This month I closed a chapter in my life playing a role I didn’t specifically chose for myself—the landlady.
My husband and I were young professionals when we met and fell in love, but along with the storybook romance came the reality. We married in 2009 after the real estate market began to plummet. We couldn’t sell our properties to buy a home together. So we rented out my condominium, and I moved in with my husband and Boulder (his 130-pound Rottweiler).
His house was not the newlywed house of my dreams, but as I look back, I have happy memories so I forget that. When I first moved in, neighbors used bowling balls to decorate fence posts, stacked boxes outside their house, and parked cars on the lawn. A car remained parked in front of our house for two years before we finally mustered the courage to call the non-emergency number and mention it to the police. This is ironic considering we are both attorneys.
There was a tenant down the street who drove a lime green monster truck so high off the ground my mid-size sedan fit underneath it. Another house had constant yard sales Thursday through Sunday. One night when we noticed them unloading items in the back alley after dark, we realized this was not a case of hoarders on a slow recovery plan. I still tease my husband for supporting a criminal enterprise by purchasing a Time Life series on Vietnam there. When we drove by and saw the fire department battling a fire that engulfed their house, we weren’t surprised. Between the plentiful stock of junk and the appearance of the tenants, which we both sized up as meth users, we could only imagine what had happened.
We never intended to stay as long as we did in my husband’s house. We spent the first few years of marriage looking for another place, but with foreclosures and short sales inundating the market, we were too picky or too slow. We kept missing out. Finally, in 2013, my husband had a job opportunity in another area, so we found a renter for our little house and moved.
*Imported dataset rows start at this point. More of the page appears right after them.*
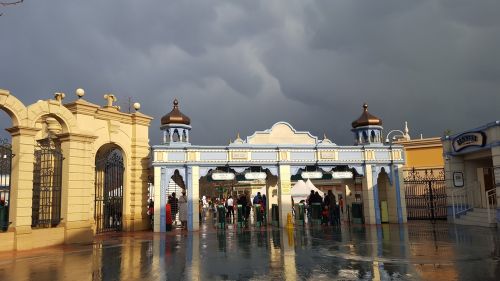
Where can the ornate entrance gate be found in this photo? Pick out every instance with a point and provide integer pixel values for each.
(425, 191)
(5, 171)
(47, 181)
(109, 191)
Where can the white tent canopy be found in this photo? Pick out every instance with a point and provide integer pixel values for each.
(311, 186)
(299, 190)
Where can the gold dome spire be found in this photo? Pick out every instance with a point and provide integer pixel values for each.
(366, 119)
(175, 116)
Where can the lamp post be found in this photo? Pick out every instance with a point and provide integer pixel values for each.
(401, 133)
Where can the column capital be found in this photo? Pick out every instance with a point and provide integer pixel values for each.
(23, 130)
(76, 137)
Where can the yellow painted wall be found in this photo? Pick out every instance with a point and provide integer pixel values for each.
(423, 153)
(81, 128)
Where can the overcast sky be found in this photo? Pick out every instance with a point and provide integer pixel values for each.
(241, 66)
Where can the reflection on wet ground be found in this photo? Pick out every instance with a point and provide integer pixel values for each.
(416, 251)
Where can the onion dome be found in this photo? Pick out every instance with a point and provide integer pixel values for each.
(175, 116)
(366, 119)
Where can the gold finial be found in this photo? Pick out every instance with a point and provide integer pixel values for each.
(59, 96)
(80, 92)
(110, 98)
(137, 106)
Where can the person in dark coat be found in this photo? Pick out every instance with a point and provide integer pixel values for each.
(174, 202)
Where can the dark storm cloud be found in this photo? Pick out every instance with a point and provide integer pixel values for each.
(240, 66)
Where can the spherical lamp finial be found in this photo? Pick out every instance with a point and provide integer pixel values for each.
(137, 106)
(80, 92)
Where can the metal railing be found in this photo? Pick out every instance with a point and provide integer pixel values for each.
(461, 202)
(491, 203)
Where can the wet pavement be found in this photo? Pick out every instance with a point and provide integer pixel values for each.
(416, 251)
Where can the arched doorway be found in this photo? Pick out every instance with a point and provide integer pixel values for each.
(109, 170)
(47, 184)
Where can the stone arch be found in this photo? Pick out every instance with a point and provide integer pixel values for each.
(53, 109)
(110, 188)
(14, 108)
(176, 136)
(385, 194)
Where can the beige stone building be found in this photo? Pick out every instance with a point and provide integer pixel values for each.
(76, 169)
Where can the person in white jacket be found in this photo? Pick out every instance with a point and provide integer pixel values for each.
(183, 209)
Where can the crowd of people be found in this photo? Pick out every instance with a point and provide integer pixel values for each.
(330, 210)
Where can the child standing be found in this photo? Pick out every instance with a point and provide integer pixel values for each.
(324, 216)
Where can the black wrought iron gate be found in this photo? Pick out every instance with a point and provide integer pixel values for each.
(425, 192)
(5, 172)
(109, 191)
(47, 181)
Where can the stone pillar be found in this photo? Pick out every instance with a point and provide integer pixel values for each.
(21, 193)
(138, 186)
(137, 218)
(193, 193)
(157, 200)
(284, 194)
(165, 177)
(452, 164)
(399, 188)
(495, 157)
(370, 196)
(78, 187)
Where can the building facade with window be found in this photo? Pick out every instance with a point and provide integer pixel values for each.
(472, 166)
(70, 171)
(277, 157)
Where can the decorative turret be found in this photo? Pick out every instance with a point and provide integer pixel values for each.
(175, 127)
(367, 128)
Over the years, my husband has thought the rental business was great for us. We were stewarding our bad investments, and his neighborhood was on the up and up. The riff-raff was leaving. The cars were now neatly parked on driveways, and the houses maintained their 1950s charm.
In our rental business, however, my husband had no responsibility. I handled unhappy tenants, maintenance, and emergencies. I readied the properties and found new tenants. These things seemed equivalent to doing the laundry or paying the bills. I didn’t really think about them. It wasn’t until this year when our tenants gave notice, that I realized we could sell, and I also realized I wanted us to. So I pushed my husband to do it.
The rental business can be great if your heart is in it. You’re sitting on an asset that’s often appreciating, providing a steady income stream, but now that we’ve officially sold both properties, I can say with confidence that less responsibility is extremely liberating and the freedom is invigorating.
Sometimes life delivers chaos, and you have no choice but to roll with it. Other times, we have the power to minimize. Seeing my role as the landlady in the rearview mirror has me focused on my theme from last month—simplicity—and enjoying the richness of the present. I’m happy that my role has shifted. I find myself the tenant with a new lease on life.
Have you ever taken on a role and then realized you got in over your head? How did you handle it?